In Aprilthe government held the first Cuban Communist Party Congress in almost 13 years, during which leaders approved a plan for wide-ranging economic changes. Between andCuba attempted to pursue a radical experiment to develop conciencia—revolutionary consciousness—and the economy simultaneously.
Cuban leaders hoped to generate sufficient resources to allow them a more balanced relationship with the Soviet Union and to institutionalize the revolution using their own model.
The latest book publication of the David Rockefeller Center for Latin American Studies (DRCLAS) in partnership with the Harvard University Press (HUP) covers the current economic situation in Cuba and will be released to the public next month.
The book is titled The Cuban Economy in a New Era: An Agenda for Change toward Durable Development and is available for pre-order. Trading with the Enemy, by Tom Miller. Published just eight years ago, this journalistic account of modern Cuba is essential for anyone planning a trip there.
Miller was given incredible levels of access, allowed to travel unaccompanied and unmonitored around the : Jeff Somers. The economy of Cuba is a largely planned economy dominated by state-run government of Cuba owns and operates most industries and most of the labor force is employed by the state.
Following the fall of the Soviet Union inthe ruling Communist Party of Cuba encouraged the formation of worker co-operatives and r, greater Country group: Upper-middle income economy.

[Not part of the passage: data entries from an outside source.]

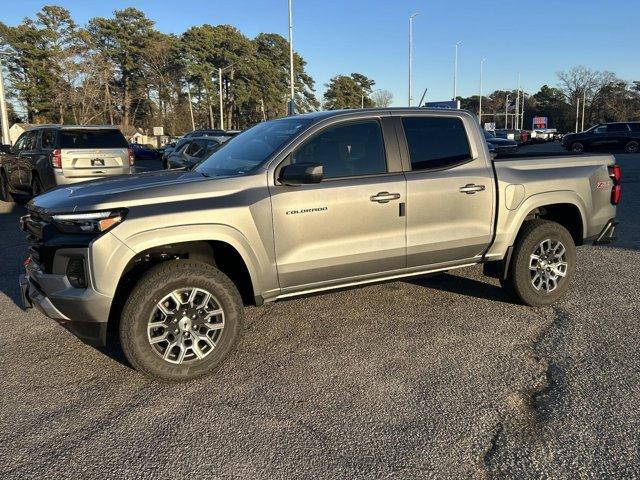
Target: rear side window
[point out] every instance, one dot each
(436, 142)
(346, 150)
(91, 139)
(617, 127)
(48, 137)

Get this from a library. The Cuban economy. [Archibald R M Ritter;] -- Cuba faced an economic meltdown of catastrophic proportions in the early s when covert subsidies from the former Soviet Union disappeared. This analysis addresses both the large questions of. The best book on the contemporary Cuban economy.
Buy Richard E. Feinberg, Open for Business: Building the New Cuban Economy. It also will make my best non-fiction books of. Most scholarship on the Cuban economy looks at the island nation from the outside in. Cuban Economists on the Cuban Economy is the first collection to bring together some of the island’s leading economists to discuss the good and the bad about their own economy.
These thirteen voices--seldom published together in English--offer clear and straightforward analyses of how Cuban Cited by: 6. SinceCuba has attributed slowed economic growth in part to problems with petroleum product deliveries from Venezuela. Since lateVenezuela provided petroleum products to Cuba on preferential terms, supplying at times nearlybarrels per day.
Cuba paid for the oil, in part, with the services of Cuban personnel in Venezuela Location: 16th Street NW, Washington, DC The second chapter includes examination of the body of scholarship on the Cuban economy developed in the first half of the twentieth century, with focus on the works produced in the decade Príor to This serves two principal purposes.
First, this scholarship reveals detail of the Cuban economy and the government institutions in placeFile Size: 2MB. The past half-century (and more) of highly centralized control and economic sanctions means that Cuba has a long way to go to rebuild its economy.
On the upside, it has rising sugar prices and. A review of Open for Business: Building The New Cuban Economy by Richard E. Feinberg, AugWashington, ngs Institution Press, pages, $; ISBN ’; ISBN Introduction.
A few years ago I ran into a fellow watcher of Cuba’s economy in my favorite local New York coffee shop. Review by Sergio Díaz-Briquets, Cuban Studies, Volpp.University of Pittsburgh Press.
The small business sector, under many different guises, often has been, since the s, at the center of Cuban economic policy. .As Cuba’s economy awakens from the post-Castro dream, it will do so with a flavor that is uniquely Cuban.
Feinberg’s book—enriched by interviews. Fidel Castro’s economic legacy will be one of failure – but not perhaps quite as catastrophic a failure as his many detractors would insist. The Cuba of the s was not some sort of golden.